This paper explores the formation of consumerist cosmopolitanisms and migration through complex social and cultural practices of consumption in Quito’s food truck scene. The food truck scene is a relatively new development in Ecuador’s culinary landscape, shaped by Venezuelan migrants, in an attempt to establish a new, niche market in food consumption. Focusing on the interactions between consumers and owners of food truck brands in Quito, this empirical study examines how the urban food scene is negotiated by food truck owners, workers, and consumers in these highly stylized spaces. Using a wide range of cultural strategies, food truck brand managers (many of whom are Venezuelan migrants), tap into a set of cosmopolitan imaginaries about consumers, aesthetics, and consumption to shape a festive, global experience of eating out a defined food truck patio environment. However, on the consumption side, far from matching pre-conceived notions of “cosmopolitan consumers”, held by food truck owners, cultural, gender, and class boundaries demonstrate a high degree of fragmentation in the ways in which Ecuadorian consumers participate and identify with these new urban spaces.
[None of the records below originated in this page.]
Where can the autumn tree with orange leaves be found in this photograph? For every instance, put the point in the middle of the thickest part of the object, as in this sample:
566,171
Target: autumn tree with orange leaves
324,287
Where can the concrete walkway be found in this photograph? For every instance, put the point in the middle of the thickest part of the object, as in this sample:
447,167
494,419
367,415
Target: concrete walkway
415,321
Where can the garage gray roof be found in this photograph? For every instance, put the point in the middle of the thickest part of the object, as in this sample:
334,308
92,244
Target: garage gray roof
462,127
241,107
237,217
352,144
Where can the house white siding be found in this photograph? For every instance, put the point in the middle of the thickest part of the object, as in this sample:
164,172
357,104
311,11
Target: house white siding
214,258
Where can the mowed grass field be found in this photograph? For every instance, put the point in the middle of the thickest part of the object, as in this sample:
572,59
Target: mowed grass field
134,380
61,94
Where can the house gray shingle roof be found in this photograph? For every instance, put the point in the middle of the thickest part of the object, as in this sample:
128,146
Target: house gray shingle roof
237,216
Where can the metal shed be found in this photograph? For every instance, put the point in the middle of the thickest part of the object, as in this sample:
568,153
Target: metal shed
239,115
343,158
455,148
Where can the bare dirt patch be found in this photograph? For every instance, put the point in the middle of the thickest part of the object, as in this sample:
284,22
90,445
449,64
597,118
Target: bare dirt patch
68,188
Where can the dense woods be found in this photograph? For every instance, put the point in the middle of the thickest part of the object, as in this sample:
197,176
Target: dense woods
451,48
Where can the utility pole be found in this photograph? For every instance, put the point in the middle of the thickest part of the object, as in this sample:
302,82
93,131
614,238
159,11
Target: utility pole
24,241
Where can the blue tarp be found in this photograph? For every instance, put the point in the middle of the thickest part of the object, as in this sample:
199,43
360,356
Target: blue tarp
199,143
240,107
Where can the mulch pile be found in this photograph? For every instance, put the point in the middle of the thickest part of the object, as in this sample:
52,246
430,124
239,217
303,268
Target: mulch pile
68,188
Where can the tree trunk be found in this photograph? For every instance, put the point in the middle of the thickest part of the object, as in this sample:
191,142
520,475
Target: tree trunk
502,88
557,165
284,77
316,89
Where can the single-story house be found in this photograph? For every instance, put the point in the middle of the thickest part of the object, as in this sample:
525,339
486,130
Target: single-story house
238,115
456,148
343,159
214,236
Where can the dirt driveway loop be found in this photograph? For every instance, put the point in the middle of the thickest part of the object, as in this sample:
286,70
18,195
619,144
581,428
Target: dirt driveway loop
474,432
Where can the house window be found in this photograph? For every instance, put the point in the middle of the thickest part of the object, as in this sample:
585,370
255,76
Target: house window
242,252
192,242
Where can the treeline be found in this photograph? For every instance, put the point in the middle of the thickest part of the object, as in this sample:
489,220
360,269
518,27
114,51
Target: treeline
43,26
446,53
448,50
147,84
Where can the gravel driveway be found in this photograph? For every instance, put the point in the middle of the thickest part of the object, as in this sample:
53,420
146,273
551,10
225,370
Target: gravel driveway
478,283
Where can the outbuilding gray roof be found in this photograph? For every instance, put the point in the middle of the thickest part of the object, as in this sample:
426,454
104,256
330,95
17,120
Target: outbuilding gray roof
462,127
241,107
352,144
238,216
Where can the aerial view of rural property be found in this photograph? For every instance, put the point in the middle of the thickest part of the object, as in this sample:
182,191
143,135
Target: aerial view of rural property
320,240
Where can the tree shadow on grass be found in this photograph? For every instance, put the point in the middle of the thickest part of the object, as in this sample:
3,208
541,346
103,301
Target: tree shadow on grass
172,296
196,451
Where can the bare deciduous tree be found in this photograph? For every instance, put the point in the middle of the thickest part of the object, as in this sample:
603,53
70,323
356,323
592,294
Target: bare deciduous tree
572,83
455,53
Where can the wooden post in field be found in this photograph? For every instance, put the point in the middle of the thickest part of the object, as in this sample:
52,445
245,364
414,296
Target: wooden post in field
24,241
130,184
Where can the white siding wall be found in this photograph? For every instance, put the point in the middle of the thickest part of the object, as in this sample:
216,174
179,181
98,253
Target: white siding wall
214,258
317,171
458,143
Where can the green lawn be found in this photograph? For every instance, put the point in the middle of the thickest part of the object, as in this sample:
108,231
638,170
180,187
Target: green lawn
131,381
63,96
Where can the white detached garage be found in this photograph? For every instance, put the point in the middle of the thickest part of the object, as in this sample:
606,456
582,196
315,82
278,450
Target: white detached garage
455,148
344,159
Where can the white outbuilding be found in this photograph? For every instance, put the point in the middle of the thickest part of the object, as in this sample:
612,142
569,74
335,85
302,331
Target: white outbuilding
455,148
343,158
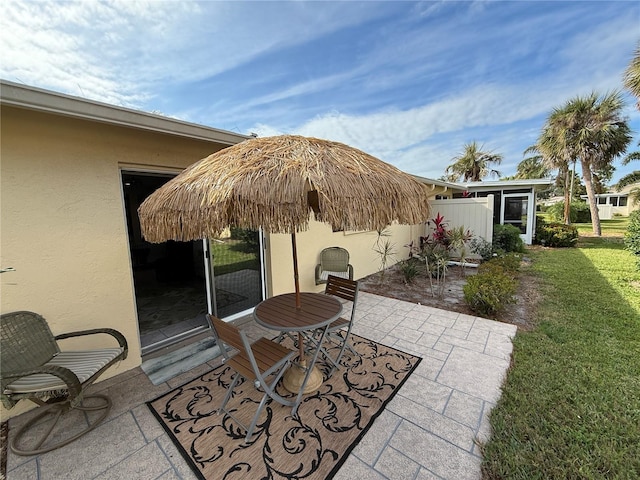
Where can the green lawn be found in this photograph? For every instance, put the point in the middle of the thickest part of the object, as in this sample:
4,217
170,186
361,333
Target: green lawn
233,255
570,407
614,227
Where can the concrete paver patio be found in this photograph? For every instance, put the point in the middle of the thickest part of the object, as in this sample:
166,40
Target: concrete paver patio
430,430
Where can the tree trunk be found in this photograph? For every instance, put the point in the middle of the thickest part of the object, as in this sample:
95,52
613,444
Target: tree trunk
588,183
567,198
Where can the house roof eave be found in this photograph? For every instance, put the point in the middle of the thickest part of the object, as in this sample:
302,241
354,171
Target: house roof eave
47,101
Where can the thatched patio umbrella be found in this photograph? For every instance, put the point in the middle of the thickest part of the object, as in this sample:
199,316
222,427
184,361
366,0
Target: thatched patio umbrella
275,183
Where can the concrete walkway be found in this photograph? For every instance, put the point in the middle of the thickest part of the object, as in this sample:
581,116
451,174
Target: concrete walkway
430,430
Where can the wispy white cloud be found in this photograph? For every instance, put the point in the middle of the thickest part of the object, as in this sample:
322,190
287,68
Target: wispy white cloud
408,82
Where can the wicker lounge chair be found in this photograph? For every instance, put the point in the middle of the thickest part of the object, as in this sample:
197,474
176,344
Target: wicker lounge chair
35,368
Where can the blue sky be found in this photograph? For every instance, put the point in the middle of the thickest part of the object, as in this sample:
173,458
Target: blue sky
409,82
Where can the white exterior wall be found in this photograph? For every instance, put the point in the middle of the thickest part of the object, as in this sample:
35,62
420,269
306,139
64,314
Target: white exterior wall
475,214
360,246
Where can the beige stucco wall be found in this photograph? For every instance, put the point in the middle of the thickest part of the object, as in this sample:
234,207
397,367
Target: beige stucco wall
319,236
63,226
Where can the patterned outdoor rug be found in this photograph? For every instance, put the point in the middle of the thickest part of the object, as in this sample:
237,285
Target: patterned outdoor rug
331,421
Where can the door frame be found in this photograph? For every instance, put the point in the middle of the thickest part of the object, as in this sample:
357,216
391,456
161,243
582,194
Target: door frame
526,237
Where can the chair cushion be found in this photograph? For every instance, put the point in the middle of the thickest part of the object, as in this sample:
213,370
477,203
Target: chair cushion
324,275
84,364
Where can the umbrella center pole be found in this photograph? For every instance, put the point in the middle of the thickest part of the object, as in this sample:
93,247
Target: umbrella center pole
296,277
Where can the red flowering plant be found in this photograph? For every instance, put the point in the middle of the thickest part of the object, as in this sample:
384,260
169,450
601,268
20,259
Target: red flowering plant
437,248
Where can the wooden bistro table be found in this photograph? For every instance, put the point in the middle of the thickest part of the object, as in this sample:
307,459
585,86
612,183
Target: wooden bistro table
316,311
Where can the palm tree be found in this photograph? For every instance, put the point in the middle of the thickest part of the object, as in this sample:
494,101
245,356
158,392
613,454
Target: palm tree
632,76
592,131
532,167
555,158
630,179
473,164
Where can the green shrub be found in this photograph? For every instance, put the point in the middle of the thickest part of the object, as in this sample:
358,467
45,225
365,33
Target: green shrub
578,212
481,247
506,238
490,291
632,236
410,269
555,234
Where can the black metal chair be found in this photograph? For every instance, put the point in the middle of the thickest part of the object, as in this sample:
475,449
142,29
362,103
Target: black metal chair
333,261
35,368
339,330
253,362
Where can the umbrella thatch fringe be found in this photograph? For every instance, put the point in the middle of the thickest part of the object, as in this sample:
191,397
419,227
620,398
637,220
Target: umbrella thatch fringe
264,183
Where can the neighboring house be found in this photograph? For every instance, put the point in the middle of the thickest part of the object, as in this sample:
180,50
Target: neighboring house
615,203
73,174
480,205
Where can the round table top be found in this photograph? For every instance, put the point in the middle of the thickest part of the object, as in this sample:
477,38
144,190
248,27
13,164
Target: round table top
280,312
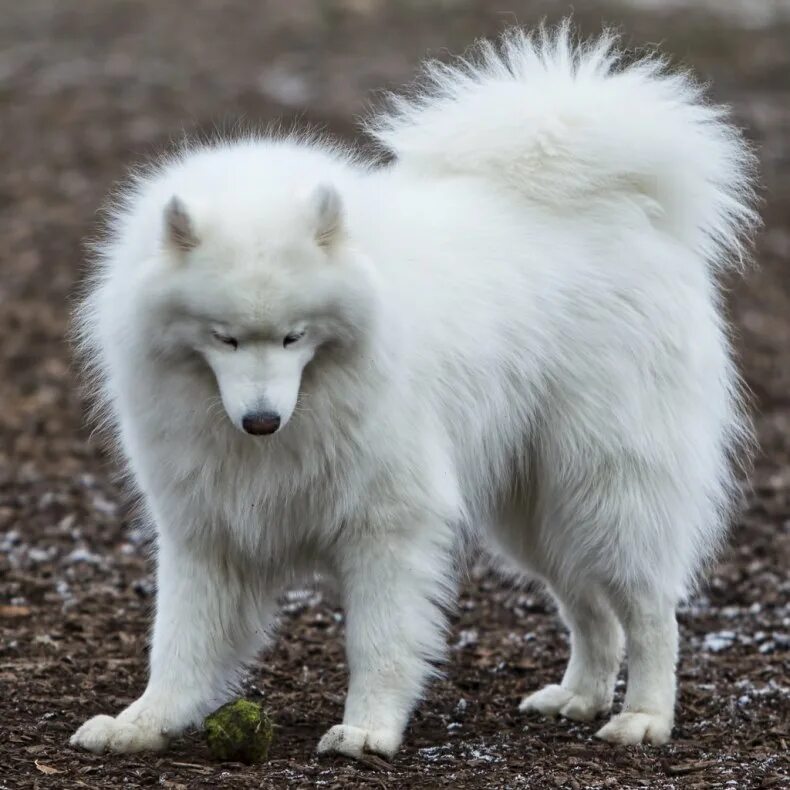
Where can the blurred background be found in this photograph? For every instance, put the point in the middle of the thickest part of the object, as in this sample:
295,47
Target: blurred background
89,88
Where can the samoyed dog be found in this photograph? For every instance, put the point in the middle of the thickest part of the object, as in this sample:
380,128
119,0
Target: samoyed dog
507,331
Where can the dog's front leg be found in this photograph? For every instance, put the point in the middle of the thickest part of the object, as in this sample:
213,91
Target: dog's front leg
210,619
395,586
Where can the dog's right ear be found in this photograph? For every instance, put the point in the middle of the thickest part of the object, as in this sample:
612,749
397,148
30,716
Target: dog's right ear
180,232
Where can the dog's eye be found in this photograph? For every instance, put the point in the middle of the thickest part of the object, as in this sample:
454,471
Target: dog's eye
226,339
292,337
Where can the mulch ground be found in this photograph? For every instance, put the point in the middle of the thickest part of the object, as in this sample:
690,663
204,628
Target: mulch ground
88,88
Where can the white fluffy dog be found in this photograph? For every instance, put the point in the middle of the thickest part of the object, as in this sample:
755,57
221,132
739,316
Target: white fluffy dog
508,332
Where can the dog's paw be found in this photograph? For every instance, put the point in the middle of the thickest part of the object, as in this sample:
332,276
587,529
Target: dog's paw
556,700
355,742
633,727
108,734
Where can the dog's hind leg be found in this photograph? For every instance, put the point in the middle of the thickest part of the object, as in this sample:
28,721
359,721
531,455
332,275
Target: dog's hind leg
587,687
209,621
395,586
652,645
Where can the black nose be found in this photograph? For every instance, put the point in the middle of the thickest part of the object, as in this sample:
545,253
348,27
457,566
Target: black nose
261,423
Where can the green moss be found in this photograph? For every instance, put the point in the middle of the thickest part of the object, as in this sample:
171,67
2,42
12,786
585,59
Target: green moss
239,731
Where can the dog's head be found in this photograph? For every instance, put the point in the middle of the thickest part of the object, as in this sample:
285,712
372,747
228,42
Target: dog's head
258,289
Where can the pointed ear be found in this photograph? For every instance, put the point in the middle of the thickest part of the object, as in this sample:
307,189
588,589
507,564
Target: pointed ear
327,209
179,227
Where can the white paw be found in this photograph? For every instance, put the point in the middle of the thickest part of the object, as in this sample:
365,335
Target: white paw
107,734
354,741
556,700
635,727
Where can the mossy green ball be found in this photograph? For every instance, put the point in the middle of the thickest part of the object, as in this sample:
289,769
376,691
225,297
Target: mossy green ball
239,731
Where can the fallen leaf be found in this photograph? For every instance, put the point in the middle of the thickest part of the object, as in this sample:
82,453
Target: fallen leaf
14,611
47,769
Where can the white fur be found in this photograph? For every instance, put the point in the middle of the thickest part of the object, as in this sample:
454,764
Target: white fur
511,333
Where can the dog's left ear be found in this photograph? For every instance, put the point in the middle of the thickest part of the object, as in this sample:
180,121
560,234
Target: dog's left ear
327,210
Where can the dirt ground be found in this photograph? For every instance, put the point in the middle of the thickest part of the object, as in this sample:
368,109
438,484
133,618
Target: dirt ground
88,88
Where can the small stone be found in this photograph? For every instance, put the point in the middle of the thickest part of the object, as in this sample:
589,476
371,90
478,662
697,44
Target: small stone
239,731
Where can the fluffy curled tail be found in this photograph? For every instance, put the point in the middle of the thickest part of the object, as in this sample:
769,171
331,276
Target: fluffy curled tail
570,124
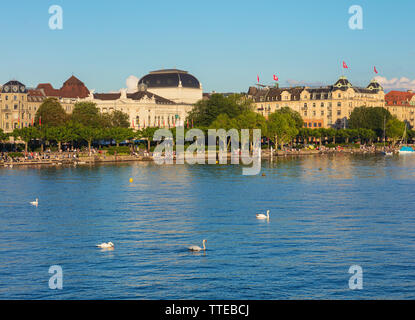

The paper will highlight the diverse, nuanced, conflicting ways in which consumerist cosmopolitanisms are performed in Quito’s food truck scene.
About the speaker
Cheryl Martens lectures in Sociology at Universidad San Francisco de Quito and holds a PhD in Sociology from the University of Manchester. She has lectured at universities in Argentina, Ecuador, Japan, Slovakia and the United Kingdom and is currently visiting Lecturer for the PhD program in Social Sciences at the National University of Cuyo, Argentina. Her research and publications concentrate on the Sociology and Political Economy of communication and everyday life, media policy, digital activism, well-being and corporate-social partnerships. Her recent publications include “Questioning Technology in South America” in Thesis Eleven (2017) and two co-edited collections: The International Political Economy of Communication: Media and Power in South America (Palgrave MacMillan, 2014) and Strategies for Media Reform: International Perspectives (Fordham University Press, 2016).